Dans les dernières pages des entretiens, Césaire, évoquant les graves injustices du monde actuel, notamment envers les Africains, professe ce qu'il appelle un «nouvel humanisme», qui prend appui sur la Déclaration des droits de l'homme. Il invite à un «dialogue entre les civilisations», qu'il faut «établir par la politique et la culture». «Il faut que nous apprenions que chaque peuple a une civilisation, une culture, une histoire. Il faut lutter contre un droit qui instaure la sauvagerie, la guerre, l'oppression du plus faible par le plus fort.
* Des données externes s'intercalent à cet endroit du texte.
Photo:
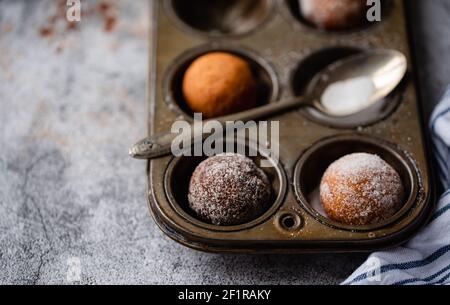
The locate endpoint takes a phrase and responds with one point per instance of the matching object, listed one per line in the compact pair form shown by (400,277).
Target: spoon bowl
(378,73)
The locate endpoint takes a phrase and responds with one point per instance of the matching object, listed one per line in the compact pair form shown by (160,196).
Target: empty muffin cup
(219,17)
(180,170)
(314,162)
(316,62)
(264,76)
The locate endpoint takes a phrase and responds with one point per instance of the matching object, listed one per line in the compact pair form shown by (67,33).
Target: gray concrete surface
(71,103)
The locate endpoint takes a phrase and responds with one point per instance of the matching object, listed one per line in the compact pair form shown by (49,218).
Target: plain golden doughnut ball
(218,84)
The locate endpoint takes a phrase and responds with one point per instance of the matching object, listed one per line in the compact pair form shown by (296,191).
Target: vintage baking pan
(285,53)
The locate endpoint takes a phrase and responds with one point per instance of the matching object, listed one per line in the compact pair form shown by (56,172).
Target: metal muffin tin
(284,53)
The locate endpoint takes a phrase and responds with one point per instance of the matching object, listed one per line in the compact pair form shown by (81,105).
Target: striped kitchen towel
(425,260)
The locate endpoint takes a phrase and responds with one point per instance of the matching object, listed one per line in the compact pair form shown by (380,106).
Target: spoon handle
(159,145)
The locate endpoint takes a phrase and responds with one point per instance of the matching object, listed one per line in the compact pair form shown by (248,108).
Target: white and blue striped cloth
(425,260)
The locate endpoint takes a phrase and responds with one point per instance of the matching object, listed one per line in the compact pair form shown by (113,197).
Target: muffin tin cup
(180,169)
(312,165)
(285,54)
(291,10)
(263,72)
(219,18)
(318,60)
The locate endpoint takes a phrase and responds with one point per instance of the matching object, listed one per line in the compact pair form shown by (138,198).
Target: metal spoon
(386,68)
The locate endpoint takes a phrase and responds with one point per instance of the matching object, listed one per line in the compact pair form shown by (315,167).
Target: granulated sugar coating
(334,14)
(229,189)
(361,189)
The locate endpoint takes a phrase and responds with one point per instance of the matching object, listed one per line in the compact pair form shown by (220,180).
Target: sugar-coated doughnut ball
(229,189)
(334,14)
(361,189)
(218,84)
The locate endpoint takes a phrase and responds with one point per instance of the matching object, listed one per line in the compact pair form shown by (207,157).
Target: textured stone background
(71,103)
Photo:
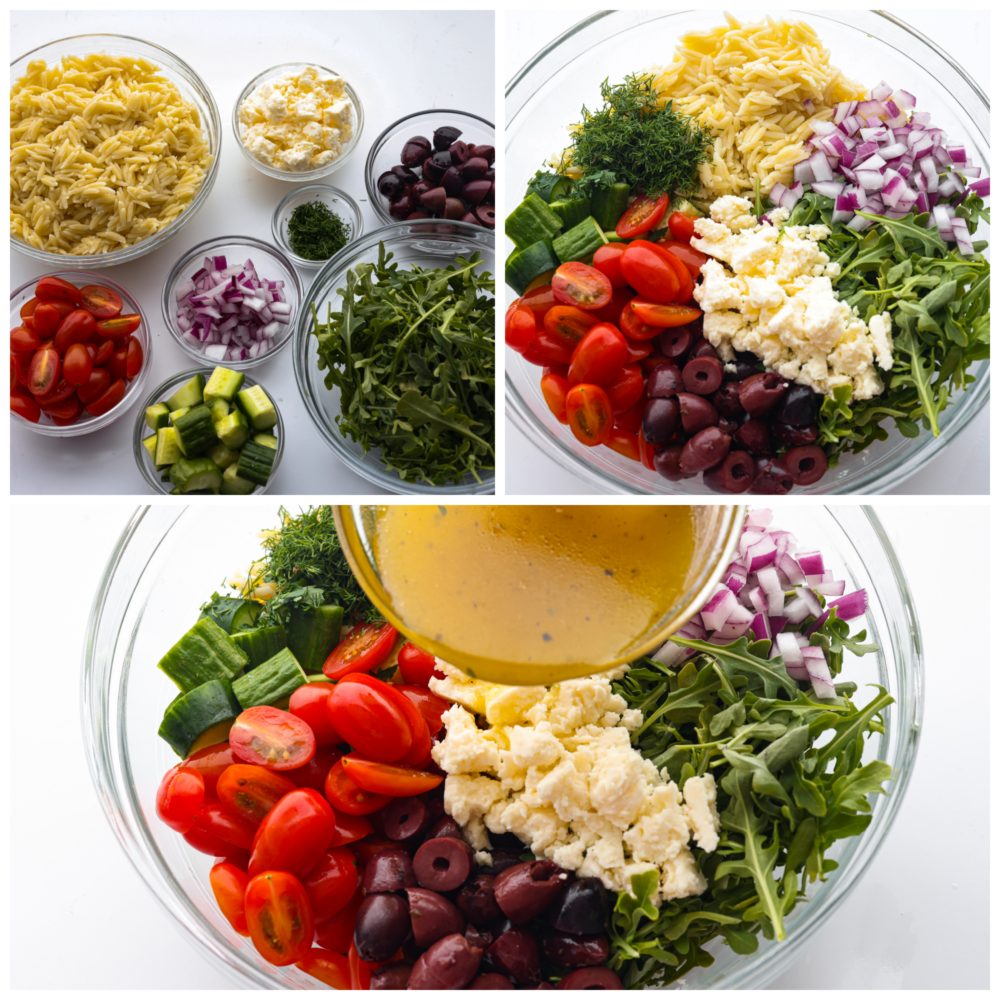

Ce qui est fondamental, c'est l'humanisme, l'homme, le respect dû à l'homme, le respect de la dignité humaine, le droit au développement de l'homme.»

Comme le montre fort bien la postface de Françoise Vergès, la pensée de Césaire, dont on peut dire qu'elle est indissociablement poétique et politique, garde toute son acuité et sa fécondité aux yeux de quiconque s'efforce d'entrevoir dans la mouvance planétaire des humanités les voies d'une refondation de l'homme. «Le sentiment qu'a l'homme de sa faiblesse et sa recherche perpétuelle de protection contre des forces qui le dépassent, en premier lieu contre des forces naturelles, c'est cela que l'on doit comprendre. Le principe d'espérance est lié à cette vision du monde.»